PRINCETON, N.J., April 20, 2022 — The Bank of Princeton (the “Bank”) (NASDAQ – BPRN) announced that its Board of Directors, at a meeting held on April 20, 2022, declared a cash dividend of $0.25 per share of the common stock of the Bank. This dividend will be paid on May 27, 2022 to shareholders of record at the close of business on May 6, 2022. “This dividend reflects the Board of Director’s commitment in providing a return to shareholders,” stated Edward Dietzler, President and CEO.
The paying cash dividends on a quarterly basis, subject to a determination and declaration each quarter by its Board of Directors, which will take into account a number of factors, including the financial condition of the Bank, and any applicable legal and regulatory restrictions on the payment of dividends by the Bank. If paid, such dividends may be reduced or eliminated in future periods.

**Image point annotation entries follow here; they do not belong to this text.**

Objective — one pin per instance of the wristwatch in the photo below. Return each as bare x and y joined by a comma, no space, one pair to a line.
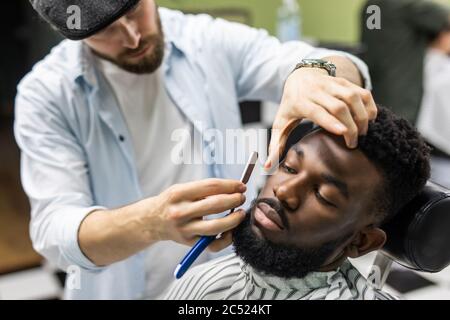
318,63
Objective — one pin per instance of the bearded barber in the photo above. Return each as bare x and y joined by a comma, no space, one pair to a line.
94,121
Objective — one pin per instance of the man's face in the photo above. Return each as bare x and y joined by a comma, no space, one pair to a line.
310,209
135,42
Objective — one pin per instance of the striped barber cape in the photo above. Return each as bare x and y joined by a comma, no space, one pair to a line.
229,278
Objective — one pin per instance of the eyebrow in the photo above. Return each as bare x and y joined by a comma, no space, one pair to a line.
328,178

About The Bank of Princeton
The Bank of Princeton is a community bank founded in 2007. The Bank is a New Jersey state-chartered commercial bank with nineteen branches in New Jersey, including three in Princeton and others in Bordentown, Browns Mills, Chesterfield, Cream Ridge, Deptford, Hamilton, Lakewood, Lambertville, Lawrenceville, Monroe Township, New Brunswick, Pennington, Piscataway, Princeton Junction, and Sicklerville. There are also four branches in the Philadelphia, Pennsylvania area. The Bank of Princeton is a member of the Federal Deposit Insurance Corporation (“FDIC”).

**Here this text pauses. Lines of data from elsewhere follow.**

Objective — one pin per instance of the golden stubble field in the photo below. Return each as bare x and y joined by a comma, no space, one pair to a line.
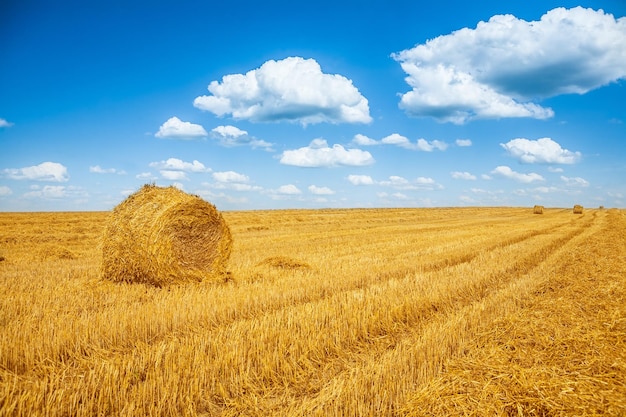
391,312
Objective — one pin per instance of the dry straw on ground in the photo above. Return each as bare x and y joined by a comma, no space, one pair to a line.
165,236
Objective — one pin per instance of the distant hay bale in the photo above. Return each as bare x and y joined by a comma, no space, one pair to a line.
48,252
165,236
284,262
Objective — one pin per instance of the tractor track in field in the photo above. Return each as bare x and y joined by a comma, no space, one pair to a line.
73,353
312,402
367,349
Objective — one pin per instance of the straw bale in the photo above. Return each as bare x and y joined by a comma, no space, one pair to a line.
284,262
55,252
165,236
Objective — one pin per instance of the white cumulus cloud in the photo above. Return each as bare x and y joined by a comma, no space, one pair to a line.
507,172
233,136
288,189
360,179
230,176
543,150
401,141
175,169
499,68
363,140
397,182
173,175
575,181
313,189
458,175
46,171
175,128
97,169
319,154
175,164
293,89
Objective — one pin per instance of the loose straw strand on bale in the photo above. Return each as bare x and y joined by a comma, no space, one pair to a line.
165,236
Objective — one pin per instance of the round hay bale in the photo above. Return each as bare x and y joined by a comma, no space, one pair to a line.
165,236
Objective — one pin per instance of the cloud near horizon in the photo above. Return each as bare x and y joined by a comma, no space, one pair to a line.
175,169
540,151
293,89
397,182
507,172
174,128
46,171
319,154
402,142
231,136
499,68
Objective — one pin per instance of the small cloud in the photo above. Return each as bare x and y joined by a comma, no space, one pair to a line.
288,189
575,181
146,176
57,192
46,171
293,89
362,140
401,141
397,182
540,151
400,196
98,170
180,165
230,177
319,154
457,175
174,169
507,172
230,136
174,128
173,175
360,180
313,189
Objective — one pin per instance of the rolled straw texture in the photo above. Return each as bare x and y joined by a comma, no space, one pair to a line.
165,236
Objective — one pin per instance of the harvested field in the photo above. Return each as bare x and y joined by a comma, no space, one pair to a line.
391,312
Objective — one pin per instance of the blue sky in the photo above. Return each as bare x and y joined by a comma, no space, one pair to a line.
325,104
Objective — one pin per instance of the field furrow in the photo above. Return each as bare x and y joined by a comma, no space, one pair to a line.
330,312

The Bank of Princeton may from time to time make written or oral “forward-looking statements,” including statements contained in the Bank’s filings with the FDIC, in its reports to stockholders and in other communications by the Bank (including this press release), which are made in good faith by the Bank pursuant to the “safe harbor” provisions of the Private Securities Litigation Reform Act of 1995 and Section 21E of the Securities Exchange Act of 1934, as amended.
These forward-looking statements involve risks and uncertainties, such as statements of the Bank’s plans, objectives, expectations, estimates and intentions that are subject to change based on various important factors (some of which are beyond the Bank’s control). The following factors, among others, could cause the Bank’s financial performance to differ materially from the plans, objectives, expectations, estimates and intentions expressed in such forward-looking statements: the impact of the recent global coronavirus outbreak, the strength of the United States economy in general and the strength of the local economies in which the Bank conducts operations; the effects of, and changes in, trade, monetary and fiscal policies and laws, including interest rate policies of the Board of Governors of the Federal Reserve System; inflation, interest rate, market and monetary fluctuations; market volatility; the value of the Bank’s products and services as perceived by actual and prospective customers, including the features, pricing and quality compared to competitors’ products and services; the willingness of customers to substitute competitors’ products and services for the Bank’s products and services; credit risk associated with the Bank’s lending activities; risks relating to the real estate market and the Bank’s real estate collateral; the impact of changes in applicable laws and regulations and requirements arising out of our supervision by banking regulators; other regulatory requirements applicable to the Bank; technological changes; acquisitions; changes in consumer spending and saving habits; those risks set forth in the Bank’s Annual Report on Form 10-K for the year ended December 31, 2020 under the heading “Risk Factors,” and the success of the Bank at managing the risks involved in the foregoing.